How to be authentically modern? This was the pervasive question behind the ideological elaborations of numerous religious and nationalist movements toward the end of the nineteenth century. Many of them attempted to find the answer in an imaginary past. This article claims that Islamist movements are not an exception, but rather an affirmation of this rule. The orientation towards a “golden age” of Islam and its allegedly authentic Islamic way of life has been a crucial feature of Islamist thought across all national, sectarian and ideological divides. The article traces this invocation of the past historically back to the construction of specifically Islamic forms of modernity by representatives of Islamic modernism in the second half of the nineteenth century.
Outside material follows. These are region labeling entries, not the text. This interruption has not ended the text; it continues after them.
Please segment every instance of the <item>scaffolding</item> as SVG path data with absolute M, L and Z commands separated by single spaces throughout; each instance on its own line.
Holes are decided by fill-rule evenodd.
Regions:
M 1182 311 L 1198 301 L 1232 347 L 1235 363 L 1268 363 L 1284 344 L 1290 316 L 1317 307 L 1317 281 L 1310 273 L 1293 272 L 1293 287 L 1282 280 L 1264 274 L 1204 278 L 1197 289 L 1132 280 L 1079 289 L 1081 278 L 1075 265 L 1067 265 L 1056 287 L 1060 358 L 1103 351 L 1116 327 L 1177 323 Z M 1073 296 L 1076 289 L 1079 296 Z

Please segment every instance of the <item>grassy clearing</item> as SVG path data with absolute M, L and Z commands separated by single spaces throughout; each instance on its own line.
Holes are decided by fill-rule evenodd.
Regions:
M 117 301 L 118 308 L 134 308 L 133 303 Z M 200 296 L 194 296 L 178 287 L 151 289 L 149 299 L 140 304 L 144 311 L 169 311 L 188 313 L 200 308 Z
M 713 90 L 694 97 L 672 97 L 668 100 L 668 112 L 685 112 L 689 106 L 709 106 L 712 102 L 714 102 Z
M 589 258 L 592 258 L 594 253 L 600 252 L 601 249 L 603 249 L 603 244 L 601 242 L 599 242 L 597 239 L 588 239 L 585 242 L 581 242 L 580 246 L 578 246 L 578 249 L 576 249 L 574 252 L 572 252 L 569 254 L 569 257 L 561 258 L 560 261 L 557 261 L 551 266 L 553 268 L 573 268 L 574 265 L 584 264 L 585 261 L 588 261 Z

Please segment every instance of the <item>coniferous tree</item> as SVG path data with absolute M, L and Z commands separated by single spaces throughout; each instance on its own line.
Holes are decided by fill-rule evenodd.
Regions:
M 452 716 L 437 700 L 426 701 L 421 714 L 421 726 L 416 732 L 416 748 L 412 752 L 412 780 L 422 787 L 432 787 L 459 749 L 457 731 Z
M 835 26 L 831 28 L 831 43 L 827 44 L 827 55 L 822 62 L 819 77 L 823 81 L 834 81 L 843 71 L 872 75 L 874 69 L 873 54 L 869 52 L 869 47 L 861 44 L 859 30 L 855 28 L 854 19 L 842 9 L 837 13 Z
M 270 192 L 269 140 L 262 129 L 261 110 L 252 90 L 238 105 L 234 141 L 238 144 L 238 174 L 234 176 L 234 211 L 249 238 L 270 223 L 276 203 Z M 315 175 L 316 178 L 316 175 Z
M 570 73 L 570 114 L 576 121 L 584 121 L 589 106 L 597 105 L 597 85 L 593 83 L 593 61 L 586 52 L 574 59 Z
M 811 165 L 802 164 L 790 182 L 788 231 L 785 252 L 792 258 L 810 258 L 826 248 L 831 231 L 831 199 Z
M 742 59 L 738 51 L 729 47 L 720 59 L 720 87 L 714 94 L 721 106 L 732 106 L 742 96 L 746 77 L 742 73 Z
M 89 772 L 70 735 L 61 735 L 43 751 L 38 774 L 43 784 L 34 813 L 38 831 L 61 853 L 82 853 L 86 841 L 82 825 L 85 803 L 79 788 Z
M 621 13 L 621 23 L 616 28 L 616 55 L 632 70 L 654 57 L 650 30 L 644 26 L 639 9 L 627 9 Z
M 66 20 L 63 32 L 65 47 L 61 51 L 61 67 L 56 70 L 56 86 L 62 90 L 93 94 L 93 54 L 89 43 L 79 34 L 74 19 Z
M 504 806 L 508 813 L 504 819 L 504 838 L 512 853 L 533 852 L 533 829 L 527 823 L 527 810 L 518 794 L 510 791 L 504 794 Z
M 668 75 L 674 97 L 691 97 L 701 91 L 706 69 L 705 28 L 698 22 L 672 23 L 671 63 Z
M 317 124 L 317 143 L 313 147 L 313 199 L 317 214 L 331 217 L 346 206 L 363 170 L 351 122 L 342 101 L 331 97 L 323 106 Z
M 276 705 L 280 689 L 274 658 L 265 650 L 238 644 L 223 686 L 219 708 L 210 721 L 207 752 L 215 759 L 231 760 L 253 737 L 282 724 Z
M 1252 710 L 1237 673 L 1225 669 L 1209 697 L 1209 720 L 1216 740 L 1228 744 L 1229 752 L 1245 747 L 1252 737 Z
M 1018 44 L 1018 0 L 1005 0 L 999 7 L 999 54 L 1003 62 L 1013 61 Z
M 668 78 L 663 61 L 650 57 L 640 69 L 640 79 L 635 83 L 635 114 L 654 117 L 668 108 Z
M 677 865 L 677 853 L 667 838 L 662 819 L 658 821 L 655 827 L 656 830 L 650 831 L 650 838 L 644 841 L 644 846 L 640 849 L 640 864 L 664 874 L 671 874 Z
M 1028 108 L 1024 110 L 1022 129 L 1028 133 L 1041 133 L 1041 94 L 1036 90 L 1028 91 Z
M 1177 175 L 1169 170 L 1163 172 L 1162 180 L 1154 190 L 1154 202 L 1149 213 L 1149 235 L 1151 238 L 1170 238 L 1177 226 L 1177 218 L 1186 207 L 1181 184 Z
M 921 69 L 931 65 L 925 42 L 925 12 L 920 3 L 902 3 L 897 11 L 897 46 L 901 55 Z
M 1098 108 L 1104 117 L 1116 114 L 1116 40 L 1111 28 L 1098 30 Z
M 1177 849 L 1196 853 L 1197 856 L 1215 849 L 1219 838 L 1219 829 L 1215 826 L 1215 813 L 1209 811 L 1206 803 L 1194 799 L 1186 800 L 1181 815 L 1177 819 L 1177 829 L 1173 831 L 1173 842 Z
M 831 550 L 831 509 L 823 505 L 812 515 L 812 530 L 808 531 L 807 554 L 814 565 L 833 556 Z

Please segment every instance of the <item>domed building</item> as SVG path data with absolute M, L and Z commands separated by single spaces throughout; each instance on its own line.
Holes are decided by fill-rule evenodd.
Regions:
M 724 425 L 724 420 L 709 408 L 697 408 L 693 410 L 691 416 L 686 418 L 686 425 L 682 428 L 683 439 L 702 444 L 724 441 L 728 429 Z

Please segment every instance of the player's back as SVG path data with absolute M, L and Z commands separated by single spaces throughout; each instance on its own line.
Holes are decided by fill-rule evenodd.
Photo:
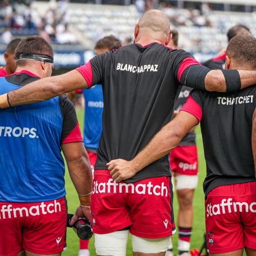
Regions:
M 195 90 L 191 97 L 203 111 L 206 194 L 222 185 L 255 181 L 251 130 L 256 86 L 229 93 Z
M 1 78 L 0 94 L 39 79 Z M 39 202 L 65 195 L 60 98 L 0 111 L 1 202 Z
M 193 56 L 154 43 L 145 47 L 129 45 L 99 55 L 99 62 L 91 60 L 96 79 L 93 84 L 94 81 L 102 85 L 104 98 L 95 169 L 106 169 L 106 163 L 112 159 L 133 158 L 170 121 L 185 68 L 181 63 L 186 58 Z M 103 73 L 97 74 L 100 66 Z M 150 173 L 149 169 L 154 177 L 170 175 L 167 157 L 140 171 L 133 180 L 145 178 L 145 173 Z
Interpreting their modernist thought in the context of more global nineteenth-century concepts and narratives, the article argues from a comparative perspective that Islamic modernism laid the foundations for the ways in which Islamist thinkers have constructed both individual and collective forms of Muslim identities.

Highlights

  • Islamic Modernism and German ConservatismIn his Betrachtungen eines Unpolitischen (Reflections of an Unpolitical Man, published 1918), Thomas Mann (1875–1955), the German novelist who was awarded the Nobel prize in literature (1929), expressed the worldview of Germany’s conservative intellectual bourgeoisie of the early twentieth century

  • In sharply distinguishing between culture and civilization, the worldview of these German intellectuals was organized around the dichotomy between German culture and Western civilization

  • From a perspective of “romantic aestheticism”, Mann proclaimed the defense of German culture against modernity that he identified in the combination of political democracy with mass society (Mann 2017)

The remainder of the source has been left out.